В цехе собирался наконец «решающий» технический совет.

Но не только члены совета и столяры художественной бригады пришли на совет, здесь были рабочие и из других цехов. Судьба новой мебели интересовала многих. Образцы разглядывали. Судили. Спорили.

Тут же с суетливым и едким огоньком в глазах путался Ярыгни. Он сдержанно хвалил мебель рядом с теми, кому она нравилась, и рьяно ругал — шепотком на всякий случай и в самое ухо того, на чьем лице замечал скептическую улыбку.

Больше всех, однако, переживал Саша Лебедь.
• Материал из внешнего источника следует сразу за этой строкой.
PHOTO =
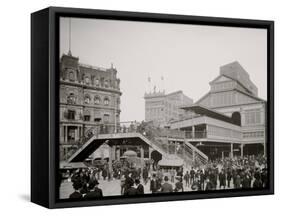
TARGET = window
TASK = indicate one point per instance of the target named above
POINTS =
(253, 117)
(71, 76)
(97, 100)
(106, 118)
(97, 82)
(87, 99)
(87, 117)
(253, 134)
(106, 83)
(71, 99)
(106, 101)
(71, 114)
(87, 80)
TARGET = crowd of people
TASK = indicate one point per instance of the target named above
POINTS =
(227, 173)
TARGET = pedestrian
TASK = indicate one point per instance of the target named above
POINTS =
(228, 177)
(104, 173)
(179, 185)
(140, 188)
(130, 190)
(76, 194)
(192, 175)
(222, 179)
(186, 178)
(153, 184)
(208, 184)
(94, 190)
(166, 187)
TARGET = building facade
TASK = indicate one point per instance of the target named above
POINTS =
(161, 108)
(230, 119)
(89, 101)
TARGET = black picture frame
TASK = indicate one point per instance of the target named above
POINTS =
(45, 100)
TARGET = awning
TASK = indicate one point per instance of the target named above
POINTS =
(171, 162)
(72, 165)
(201, 110)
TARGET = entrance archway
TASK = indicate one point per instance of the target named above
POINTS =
(156, 157)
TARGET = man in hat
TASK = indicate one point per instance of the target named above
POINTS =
(166, 187)
(94, 190)
(140, 188)
(179, 185)
(76, 194)
(153, 184)
(130, 190)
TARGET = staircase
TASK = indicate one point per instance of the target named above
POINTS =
(158, 139)
(191, 155)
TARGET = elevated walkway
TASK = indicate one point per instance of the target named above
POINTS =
(188, 152)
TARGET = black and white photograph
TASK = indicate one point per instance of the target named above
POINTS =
(160, 108)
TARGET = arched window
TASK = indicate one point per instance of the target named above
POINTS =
(106, 83)
(71, 99)
(97, 100)
(97, 82)
(87, 80)
(236, 118)
(87, 99)
(106, 101)
(71, 76)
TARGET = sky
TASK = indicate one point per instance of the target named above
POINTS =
(188, 57)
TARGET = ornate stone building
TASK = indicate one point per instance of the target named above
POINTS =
(160, 108)
(230, 119)
(89, 101)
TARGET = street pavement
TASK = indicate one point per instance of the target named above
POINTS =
(110, 188)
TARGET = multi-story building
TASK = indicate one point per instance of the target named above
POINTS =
(230, 118)
(161, 108)
(89, 101)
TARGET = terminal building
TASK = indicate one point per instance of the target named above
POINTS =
(89, 102)
(230, 120)
(161, 108)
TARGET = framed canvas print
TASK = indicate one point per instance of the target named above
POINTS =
(139, 107)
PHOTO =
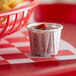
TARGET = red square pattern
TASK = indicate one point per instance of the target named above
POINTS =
(19, 39)
(25, 49)
(2, 62)
(14, 56)
(64, 53)
(6, 45)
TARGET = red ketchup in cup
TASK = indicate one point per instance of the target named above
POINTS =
(44, 38)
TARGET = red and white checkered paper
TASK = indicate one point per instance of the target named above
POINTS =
(15, 49)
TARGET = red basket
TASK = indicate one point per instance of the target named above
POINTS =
(16, 18)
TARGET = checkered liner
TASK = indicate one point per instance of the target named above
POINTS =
(15, 49)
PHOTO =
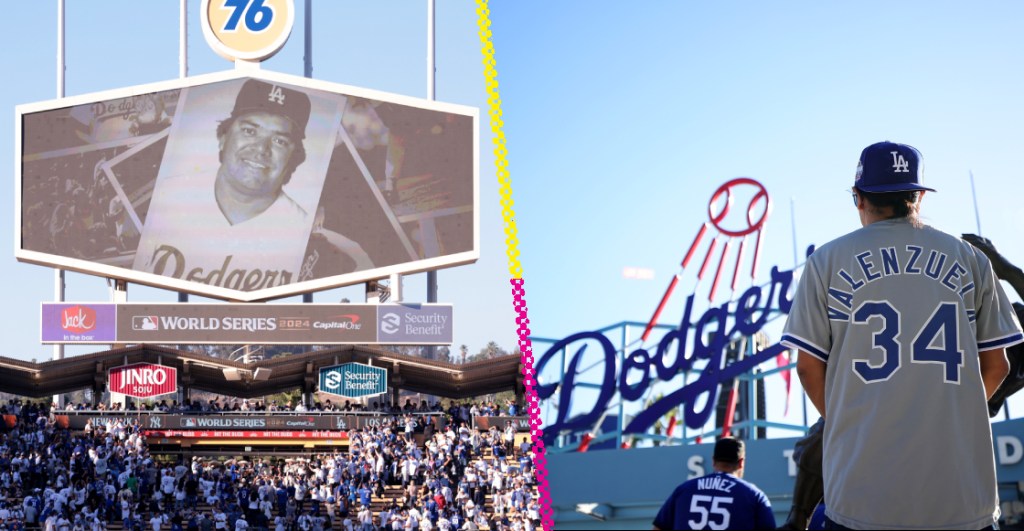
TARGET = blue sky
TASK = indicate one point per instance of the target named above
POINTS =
(624, 118)
(380, 45)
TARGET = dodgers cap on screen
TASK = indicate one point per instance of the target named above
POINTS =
(886, 167)
(728, 449)
(260, 96)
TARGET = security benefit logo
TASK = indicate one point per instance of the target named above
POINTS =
(428, 323)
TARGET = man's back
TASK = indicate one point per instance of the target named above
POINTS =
(717, 500)
(909, 309)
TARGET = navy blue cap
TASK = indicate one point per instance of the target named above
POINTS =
(886, 167)
(728, 449)
(260, 96)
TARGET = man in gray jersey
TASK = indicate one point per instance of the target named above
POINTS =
(884, 316)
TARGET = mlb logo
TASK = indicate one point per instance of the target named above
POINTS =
(144, 322)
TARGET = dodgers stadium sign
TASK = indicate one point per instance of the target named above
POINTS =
(141, 184)
(353, 381)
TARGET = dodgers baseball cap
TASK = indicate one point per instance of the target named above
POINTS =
(886, 167)
(260, 96)
(728, 449)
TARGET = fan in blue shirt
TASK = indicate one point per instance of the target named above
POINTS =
(719, 500)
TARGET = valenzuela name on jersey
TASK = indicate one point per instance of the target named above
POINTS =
(885, 262)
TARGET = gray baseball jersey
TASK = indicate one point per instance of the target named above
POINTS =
(899, 314)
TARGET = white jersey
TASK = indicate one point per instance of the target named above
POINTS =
(899, 315)
(186, 236)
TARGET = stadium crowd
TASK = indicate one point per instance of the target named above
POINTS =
(103, 476)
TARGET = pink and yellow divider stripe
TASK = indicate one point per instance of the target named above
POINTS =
(515, 268)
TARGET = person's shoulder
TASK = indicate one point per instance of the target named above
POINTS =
(288, 205)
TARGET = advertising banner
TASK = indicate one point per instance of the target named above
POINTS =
(247, 323)
(250, 422)
(143, 380)
(353, 381)
(247, 188)
(245, 434)
(521, 424)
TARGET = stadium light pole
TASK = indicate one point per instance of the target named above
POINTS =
(432, 274)
(183, 70)
(58, 274)
(307, 71)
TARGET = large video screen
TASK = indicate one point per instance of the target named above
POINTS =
(248, 188)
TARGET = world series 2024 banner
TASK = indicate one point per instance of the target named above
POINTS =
(247, 188)
(247, 323)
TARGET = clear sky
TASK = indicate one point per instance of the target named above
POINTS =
(378, 45)
(624, 118)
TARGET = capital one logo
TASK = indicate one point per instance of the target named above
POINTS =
(78, 319)
(390, 322)
(899, 164)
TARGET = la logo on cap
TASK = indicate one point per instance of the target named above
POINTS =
(899, 164)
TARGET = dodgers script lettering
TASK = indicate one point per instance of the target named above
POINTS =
(168, 261)
(708, 340)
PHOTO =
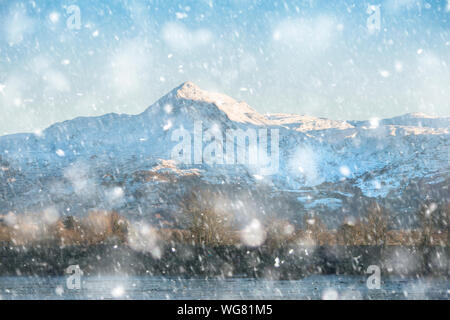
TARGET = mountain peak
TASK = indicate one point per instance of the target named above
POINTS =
(237, 111)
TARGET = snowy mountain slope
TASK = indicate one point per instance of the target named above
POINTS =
(125, 161)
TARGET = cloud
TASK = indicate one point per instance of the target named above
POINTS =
(178, 37)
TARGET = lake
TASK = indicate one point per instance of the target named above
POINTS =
(160, 288)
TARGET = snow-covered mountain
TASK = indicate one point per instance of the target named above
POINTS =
(126, 162)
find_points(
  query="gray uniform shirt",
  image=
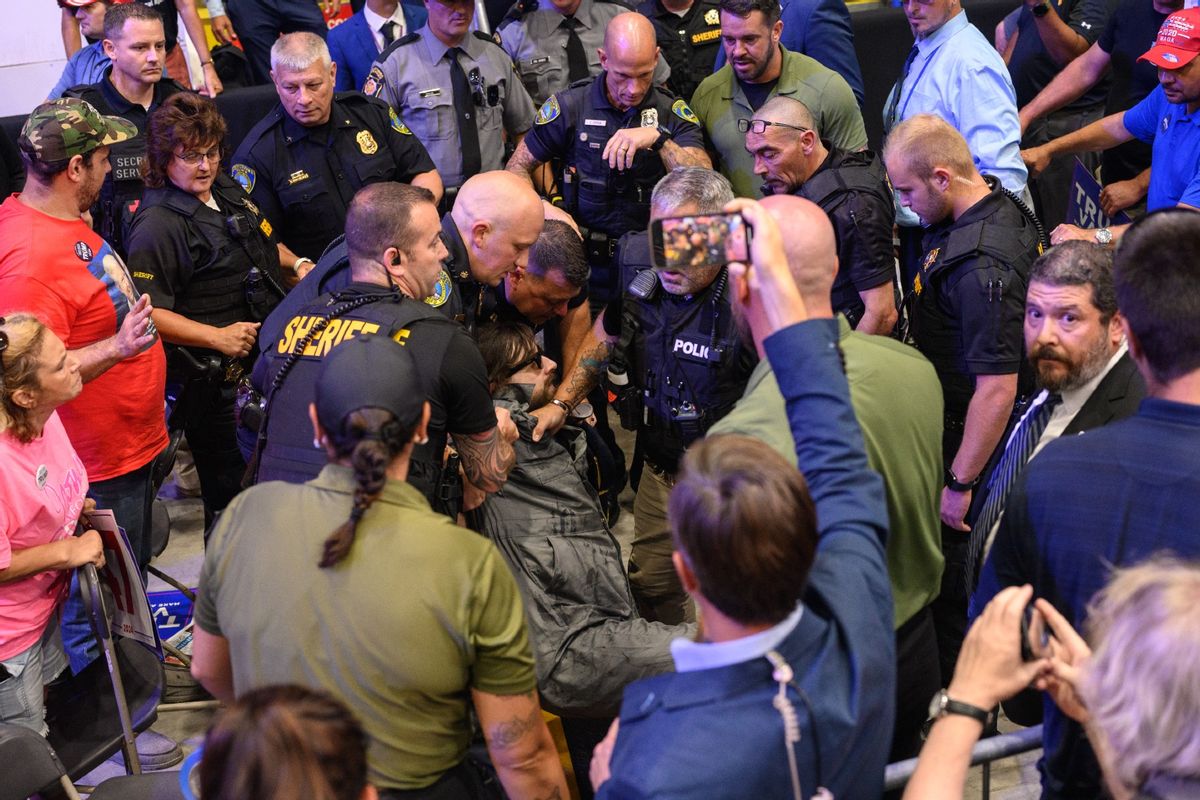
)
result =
(413, 77)
(537, 41)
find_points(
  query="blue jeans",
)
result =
(130, 498)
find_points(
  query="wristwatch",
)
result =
(664, 134)
(954, 485)
(942, 705)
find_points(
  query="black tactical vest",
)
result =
(288, 453)
(685, 355)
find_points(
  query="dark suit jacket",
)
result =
(1114, 398)
(353, 48)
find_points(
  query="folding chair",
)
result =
(30, 764)
(99, 711)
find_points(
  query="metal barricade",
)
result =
(897, 775)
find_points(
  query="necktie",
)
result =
(889, 115)
(576, 58)
(465, 109)
(1017, 455)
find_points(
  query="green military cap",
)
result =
(66, 127)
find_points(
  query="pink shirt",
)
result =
(42, 487)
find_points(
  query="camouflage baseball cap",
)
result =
(66, 127)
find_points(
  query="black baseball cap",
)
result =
(369, 372)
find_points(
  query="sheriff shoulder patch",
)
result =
(373, 84)
(549, 112)
(441, 290)
(684, 112)
(396, 125)
(245, 176)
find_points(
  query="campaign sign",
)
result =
(172, 612)
(1084, 209)
(120, 573)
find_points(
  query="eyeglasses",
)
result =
(193, 158)
(760, 126)
(532, 361)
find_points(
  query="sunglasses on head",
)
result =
(532, 361)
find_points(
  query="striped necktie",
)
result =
(889, 115)
(1020, 447)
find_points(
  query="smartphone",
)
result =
(1035, 635)
(700, 240)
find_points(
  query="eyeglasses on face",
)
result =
(760, 126)
(532, 361)
(193, 157)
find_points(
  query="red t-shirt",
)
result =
(63, 272)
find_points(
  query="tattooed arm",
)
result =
(586, 352)
(520, 745)
(677, 156)
(489, 456)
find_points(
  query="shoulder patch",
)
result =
(549, 110)
(396, 125)
(373, 84)
(684, 112)
(441, 290)
(245, 176)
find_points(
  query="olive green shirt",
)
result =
(419, 613)
(719, 103)
(898, 402)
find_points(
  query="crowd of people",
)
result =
(903, 438)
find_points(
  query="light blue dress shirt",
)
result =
(960, 77)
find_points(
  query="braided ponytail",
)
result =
(371, 438)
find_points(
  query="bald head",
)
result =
(498, 216)
(810, 247)
(628, 58)
(787, 110)
(630, 32)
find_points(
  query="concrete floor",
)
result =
(1012, 779)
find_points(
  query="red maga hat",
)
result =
(1179, 41)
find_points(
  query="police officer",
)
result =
(395, 254)
(306, 158)
(556, 42)
(677, 366)
(132, 88)
(851, 188)
(457, 90)
(966, 313)
(202, 251)
(689, 35)
(617, 136)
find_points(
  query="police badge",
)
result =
(366, 143)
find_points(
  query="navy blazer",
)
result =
(353, 49)
(821, 30)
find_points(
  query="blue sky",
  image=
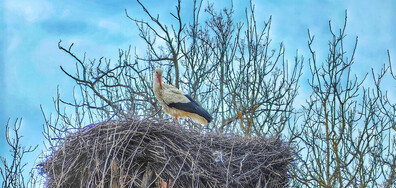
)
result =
(31, 30)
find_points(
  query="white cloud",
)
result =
(27, 11)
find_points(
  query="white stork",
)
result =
(177, 104)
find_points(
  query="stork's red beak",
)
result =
(159, 79)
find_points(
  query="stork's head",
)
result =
(158, 74)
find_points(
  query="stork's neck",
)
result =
(159, 81)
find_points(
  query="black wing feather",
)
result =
(192, 107)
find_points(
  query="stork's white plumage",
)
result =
(176, 103)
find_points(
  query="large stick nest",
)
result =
(147, 153)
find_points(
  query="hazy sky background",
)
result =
(30, 32)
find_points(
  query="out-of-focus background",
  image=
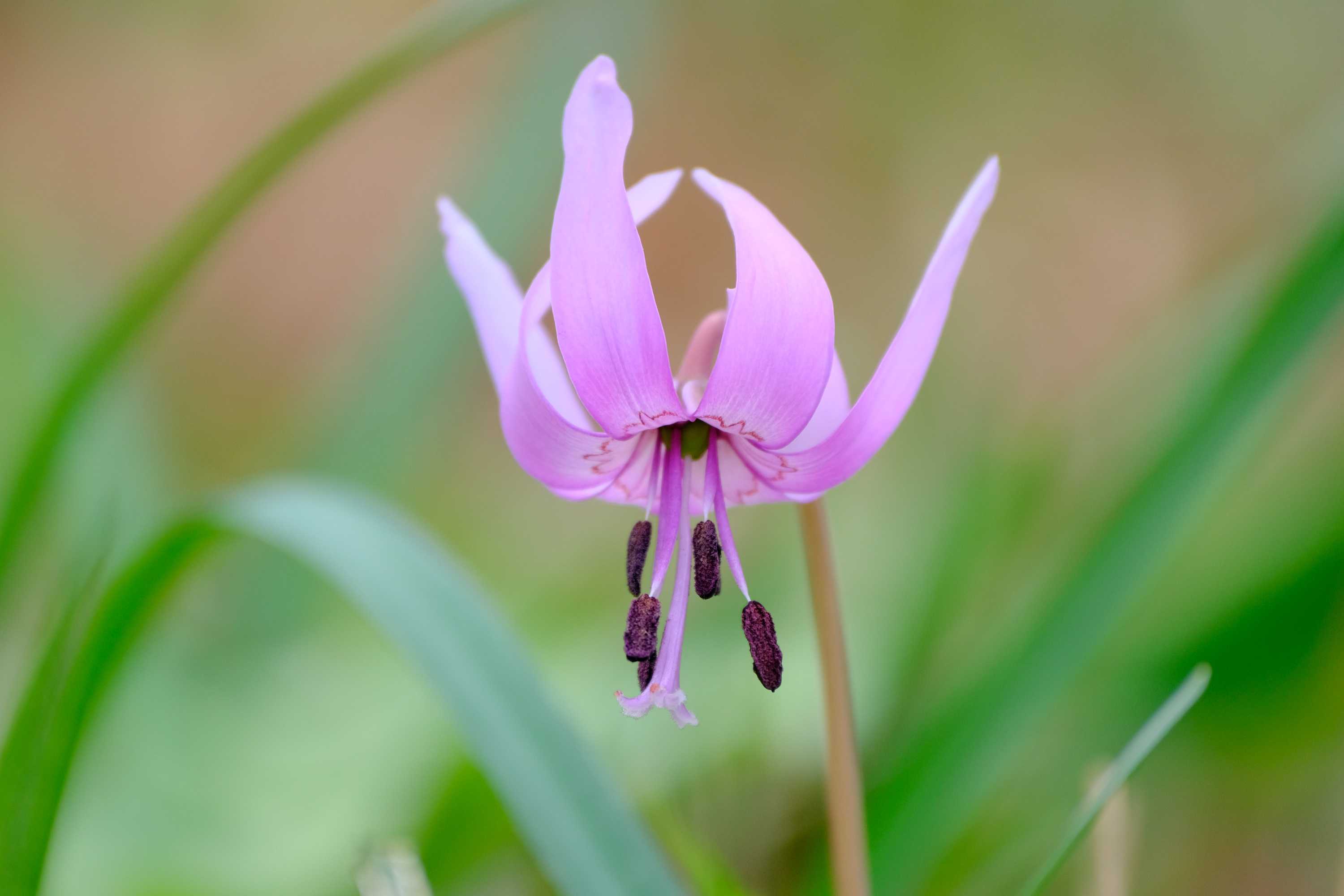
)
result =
(1160, 163)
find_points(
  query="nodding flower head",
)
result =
(758, 410)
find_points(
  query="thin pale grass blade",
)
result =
(584, 835)
(146, 293)
(393, 871)
(1143, 743)
(1112, 840)
(955, 761)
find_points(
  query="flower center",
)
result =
(695, 439)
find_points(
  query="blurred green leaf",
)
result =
(1117, 773)
(565, 808)
(146, 293)
(953, 762)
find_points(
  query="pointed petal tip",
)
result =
(601, 69)
(706, 181)
(988, 177)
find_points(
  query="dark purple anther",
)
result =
(705, 543)
(636, 551)
(767, 657)
(646, 671)
(642, 628)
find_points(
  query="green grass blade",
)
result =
(147, 292)
(953, 762)
(565, 806)
(1119, 771)
(57, 704)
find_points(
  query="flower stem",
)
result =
(849, 836)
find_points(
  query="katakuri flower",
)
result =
(758, 410)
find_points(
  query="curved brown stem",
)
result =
(847, 833)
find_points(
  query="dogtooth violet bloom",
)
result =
(758, 410)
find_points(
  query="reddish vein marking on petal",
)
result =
(604, 453)
(784, 468)
(647, 420)
(742, 426)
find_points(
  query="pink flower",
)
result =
(758, 410)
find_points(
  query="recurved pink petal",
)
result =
(831, 412)
(646, 198)
(897, 381)
(605, 318)
(573, 461)
(780, 336)
(495, 304)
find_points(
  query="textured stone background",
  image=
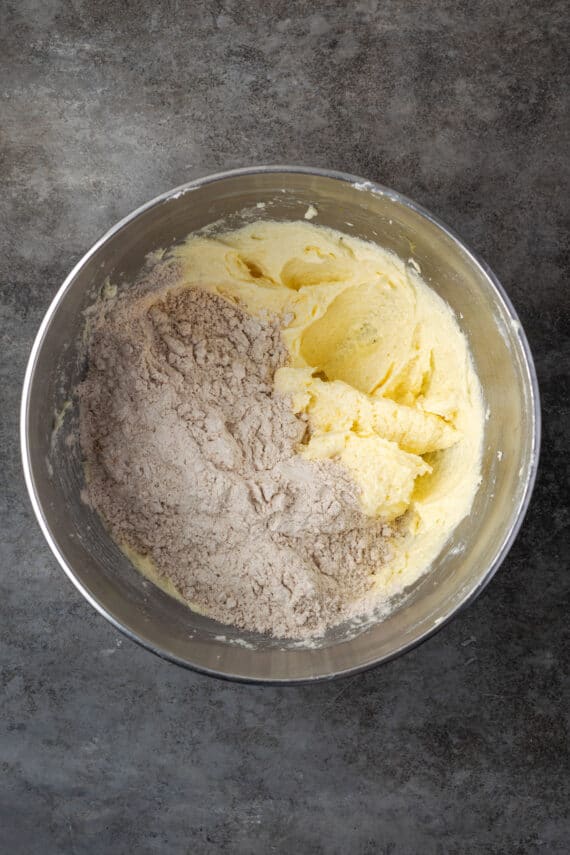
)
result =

Встревоженный и настороженный, он бродил среди старших, по многочисленным и не всегда понятным репликам стараясь угадать, что же будет: утвердят или не утвердят? Ворчливые назидания Ильи Тимофеевича, от которых, бывало, румянец конфуза заливал Сашины щеки и по затылку расползались мурашки, припоминались теперь как сущий пустяк в сравнении с этим томительным, волнующим ожиданием. Что-то решат!

Когда образцы наконец утвердили, Саша едва не крикнул «ура», но вовремя спохватился и только радостно потер нос.

Еще недавно, начиная работать в бригаде, Саша боялся: вдруг поручат какое-нибудь малоинтересное дельце вроде приготовления клея или черновой обработки заготовок. Но вышло иначе. Илья Тимофеевич доверил ему очень даже щекотливое дело — подбирать по цвету и слою фанеру, которая шла на облицовку.

— Только не подкачай, смотри, — предупредил Илья Тимофеевич, — а то, худого не скажу, придется тебе обратно подаваться, к ящикам своим в сборочный…

И, несмотря на то, что в прищуренных бригадировых глазах пряталась стариковская хитринка, обличавшая напускную строгость, не подкачать Саша старался изо всех сил.

Очень уж неуверенно чувствовал он себя среди опытных столяров. «Сумею ли и я так-то… хоть когда-нибудь?» Особенно удивляло и восхищало его почти сказочное умение Ильи Тимофеевича чутьем и догадкой проникать в глубину дерева, угадывать самое неожиданное.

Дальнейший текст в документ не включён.